In the friends-corpus, Conversations are Scenes, and Utterances correspond to utterances by characters in that scene.

Let's do a basic paired prediction, predicting for whether or not a scene goes on to have all six friends participating, based on features from the first 5 utterances.

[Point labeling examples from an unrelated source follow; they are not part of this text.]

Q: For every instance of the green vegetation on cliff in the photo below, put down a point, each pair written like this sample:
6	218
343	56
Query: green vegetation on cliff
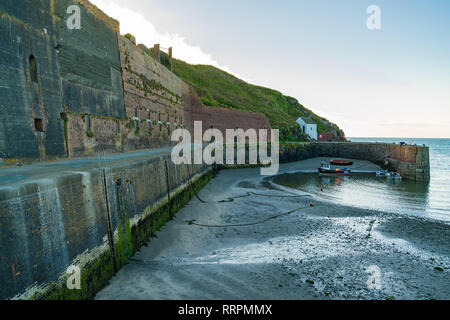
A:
218	88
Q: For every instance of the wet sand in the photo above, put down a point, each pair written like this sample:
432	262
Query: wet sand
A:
326	251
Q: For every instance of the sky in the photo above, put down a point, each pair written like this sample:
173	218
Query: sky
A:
390	82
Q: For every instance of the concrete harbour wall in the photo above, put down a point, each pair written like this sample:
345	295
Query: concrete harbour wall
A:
411	161
50	224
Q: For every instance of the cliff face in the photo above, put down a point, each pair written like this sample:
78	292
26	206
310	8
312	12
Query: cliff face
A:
216	88
68	92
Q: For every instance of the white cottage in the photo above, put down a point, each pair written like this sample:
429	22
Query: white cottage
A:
308	126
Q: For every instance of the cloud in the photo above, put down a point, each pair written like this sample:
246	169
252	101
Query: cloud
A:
145	32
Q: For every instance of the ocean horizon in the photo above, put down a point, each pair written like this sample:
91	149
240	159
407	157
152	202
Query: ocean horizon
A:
430	197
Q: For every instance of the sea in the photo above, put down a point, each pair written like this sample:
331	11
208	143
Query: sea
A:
427	199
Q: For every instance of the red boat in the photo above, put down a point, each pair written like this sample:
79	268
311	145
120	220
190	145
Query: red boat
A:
341	162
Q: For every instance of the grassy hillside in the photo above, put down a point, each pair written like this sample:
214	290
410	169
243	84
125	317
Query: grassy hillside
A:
217	88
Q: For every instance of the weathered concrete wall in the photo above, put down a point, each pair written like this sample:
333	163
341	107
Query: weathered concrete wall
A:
93	90
89	61
26	36
48	225
412	162
77	71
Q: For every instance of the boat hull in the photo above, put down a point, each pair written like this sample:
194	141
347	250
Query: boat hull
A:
333	172
341	162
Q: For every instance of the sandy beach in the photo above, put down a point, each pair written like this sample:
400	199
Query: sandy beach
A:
233	247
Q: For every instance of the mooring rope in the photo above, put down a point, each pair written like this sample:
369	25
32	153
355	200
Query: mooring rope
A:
192	222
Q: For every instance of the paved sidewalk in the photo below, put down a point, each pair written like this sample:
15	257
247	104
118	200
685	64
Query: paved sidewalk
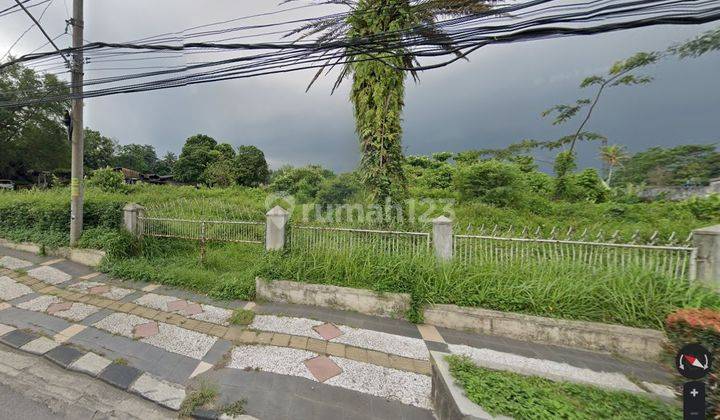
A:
292	362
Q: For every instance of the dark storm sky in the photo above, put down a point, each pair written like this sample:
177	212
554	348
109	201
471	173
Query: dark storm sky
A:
491	101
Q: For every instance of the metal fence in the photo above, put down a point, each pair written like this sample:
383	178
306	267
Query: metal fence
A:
203	230
386	241
672	259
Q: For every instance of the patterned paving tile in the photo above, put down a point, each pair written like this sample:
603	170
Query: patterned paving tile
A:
146	330
322	368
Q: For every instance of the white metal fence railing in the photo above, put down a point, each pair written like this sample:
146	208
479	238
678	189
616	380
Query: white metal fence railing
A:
203	230
393	242
676	260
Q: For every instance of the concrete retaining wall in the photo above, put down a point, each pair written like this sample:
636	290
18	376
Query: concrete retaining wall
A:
90	257
393	305
448	399
636	343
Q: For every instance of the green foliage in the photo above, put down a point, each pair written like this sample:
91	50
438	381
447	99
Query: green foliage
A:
221	173
250	166
197	153
337	190
138	157
303	182
99	151
107	180
32	137
241	316
491	181
531	397
671	166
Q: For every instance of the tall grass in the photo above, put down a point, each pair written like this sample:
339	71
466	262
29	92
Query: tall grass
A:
555	289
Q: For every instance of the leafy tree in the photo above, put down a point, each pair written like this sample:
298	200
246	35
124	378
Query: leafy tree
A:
226	151
221	173
165	165
378	86
140	157
197	153
303	182
32	137
671	166
250	166
108	180
613	156
492	181
99	150
337	190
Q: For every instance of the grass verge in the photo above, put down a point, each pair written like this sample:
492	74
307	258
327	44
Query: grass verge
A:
530	397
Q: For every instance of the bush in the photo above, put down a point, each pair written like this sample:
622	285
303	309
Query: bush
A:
702	326
491	181
108	180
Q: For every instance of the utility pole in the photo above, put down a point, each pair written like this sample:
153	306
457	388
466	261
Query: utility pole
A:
76	181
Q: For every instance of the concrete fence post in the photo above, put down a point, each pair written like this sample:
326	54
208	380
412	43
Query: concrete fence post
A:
131	218
275	230
443	238
707	257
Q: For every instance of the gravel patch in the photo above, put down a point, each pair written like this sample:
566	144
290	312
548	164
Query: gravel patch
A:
286	325
14	263
179	340
281	360
39	304
49	275
492	359
77	312
121	324
155	301
115	293
214	314
10	289
406	387
368	339
387	343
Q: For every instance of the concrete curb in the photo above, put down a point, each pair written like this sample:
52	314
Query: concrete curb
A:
89	257
634	343
449	399
389	305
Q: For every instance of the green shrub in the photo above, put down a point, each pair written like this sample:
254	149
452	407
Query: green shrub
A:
493	182
698	326
337	190
107	180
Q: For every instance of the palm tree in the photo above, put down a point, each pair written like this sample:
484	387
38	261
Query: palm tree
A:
614	156
378	83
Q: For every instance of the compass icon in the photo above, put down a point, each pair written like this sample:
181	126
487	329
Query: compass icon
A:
693	361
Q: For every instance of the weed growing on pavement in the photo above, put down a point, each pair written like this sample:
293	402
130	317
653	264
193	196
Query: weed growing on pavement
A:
203	396
531	397
242	317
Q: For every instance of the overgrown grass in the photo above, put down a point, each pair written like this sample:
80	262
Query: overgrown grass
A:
561	290
527	397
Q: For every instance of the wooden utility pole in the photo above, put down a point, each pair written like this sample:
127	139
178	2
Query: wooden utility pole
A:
77	175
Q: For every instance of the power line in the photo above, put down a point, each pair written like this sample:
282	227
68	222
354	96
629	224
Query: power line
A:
50	40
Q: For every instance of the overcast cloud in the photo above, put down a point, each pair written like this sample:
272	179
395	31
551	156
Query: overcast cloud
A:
492	101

## Adding features for first 5 utterances and label for whether all 6 Friends eventually participate

In [5]:
def add_convo_features(convo):
    utts = sorted(list(convo.iter_utterances()), key=lambda utt: utt.id)
    utts_5 = utts[:5]
    user_ids = {utt.user.id for utt in utts_5}
    main_chars = ['Monica Geller', 'Joey Tribbiani', 'Chandler Bing', 'Phoebe Buffay', 'Rachel Green', 'Ross Geller']
    
    for char in main_chars:
        convo.add_meta('has_{}_5'.format(char), int(char in user_ids))
    
    convo.add_meta('num_main_characters_5', sum(convo.meta['has_{}_5'.format(char)] for char in main_chars))
    
    all_speakers = {utt.user.id for utt in utts}
    convo.add_meta('all_friends_present', len(set(main_chars).intersection(all_speakers))==6)

In [6]:
for convo in corpus.iter_conversations():
    add_convo_features(convo)

In [7]:
# Number of Conversations with all friends present
num_convos_with_all_present = 0
for convo in corpus.iter_conversations():
    if convo.meta['all_friends_present'] == 1:
        num_convos_with_all_present += 1
print(num_convos_with_all_present)

311


We will pair based on the episode:

In [8]:
main_chars = ['Monica Geller', 'Joey Tribbiani', 'Chandler Bing', 'Phoebe Buffay', 'Rachel Green', 'Ross Geller']
    
pred_feats = ['has_{}_5'.format(char) for char in main_chars]
pred_feats.append('num_main_characters_5')

In [9]:
pp = PairedPrediction(obj_type="conversation",
                     pairing_func=lambda convo: convo.meta['season']+convo.meta['episode'],
                     pred_feats=pred_feats,
                     pos_label_func=lambda convo: convo.meta['all_friends_present'] == 1,
                     neg_label_func=lambda convo: convo.meta['all_friends_present'] == 0)

In [10]:
# Add the pairing information to the conversations
pp.transform(corpus)

<convokit.model.corpus.Corpus at 0x132ae0c18>

In [11]:
convo = next(corpus.iter_conversations())

In [12]:
# Most conversations will have None in the paired prediction labels

convo.meta

{'season': 's01',
 'episode': 'e01',
 'scene': 'c01',
 'has_Monica Geller_5': 1,
 'has_Joey Tribbiani_5': 1,
 'has_Chandler Bing_5': 1,
 'has_Phoebe Buffay_5': 1,
 'has_Rachel Green_5': 0,
 'has_Ross Geller_5': 0,
 'num_main_characters_5': 4,
 'all_friends_present': True,
 'label': None,
 'pair_id': None,
 'pair_orientation': None}

In [13]:
for convo in corpus.iter_conversations():
    if convo.meta['pair_id'] is not None:
        sample_convo = convo
        break

In [14]:
sample_convo.meta

{'season': 's01',
 'episode': 'e01',
 'scene': 'c04',
 'has_Monica Geller_5': 0,
 'has_Joey Tribbiani_5': 1,
 'has_Chandler Bing_5': 1,
 'has_Phoebe Buffay_5': 0,
 'has_Rachel Green_5': 0,
 'has_Ross Geller_5': 1,
 'num_main_characters_5': 3,
 'all_friends_present': False,
 'label': 'neg',
 'pair_id': 's01e01',
 'pair_orientation': 'neg'}

In [15]:
import numpy as np
np.mean(pp.summarize(corpus))

Found 149 valid pairs.


0.7315436241610739

In [16]:
pp.get_coefs(feature_names=pred_feats)

Unnamed: 0_level_0,coef
feat_name,Unnamed: 1_level_1
num_main_characters_5,0.991779
has_Phoebe Buffay_5,0.710907
has_Chandler Bing_5,0.373066
has_Monica Geller_5,0.291678
has_Rachel Green_5,0.239632
has_Ross Geller_5,0.192501
has_Joey Tribbiani_5,0.184483


In [17]:
pp.print_extreme_coefs(feature_names=pred_feats, num_features=2)


TOP 2 FEATURES
num_main_characters_5: 0.992
has_Phoebe Buffay_5: 0.711

BOTTOM 2 FEATURES
has_Ross Geller_5: 0.193
has_Joey Tribbiani_5: 0.184



DISCLAIMER: This is just a demo. The results here are **not rigorous** and should not be taken even with a pinch of salt.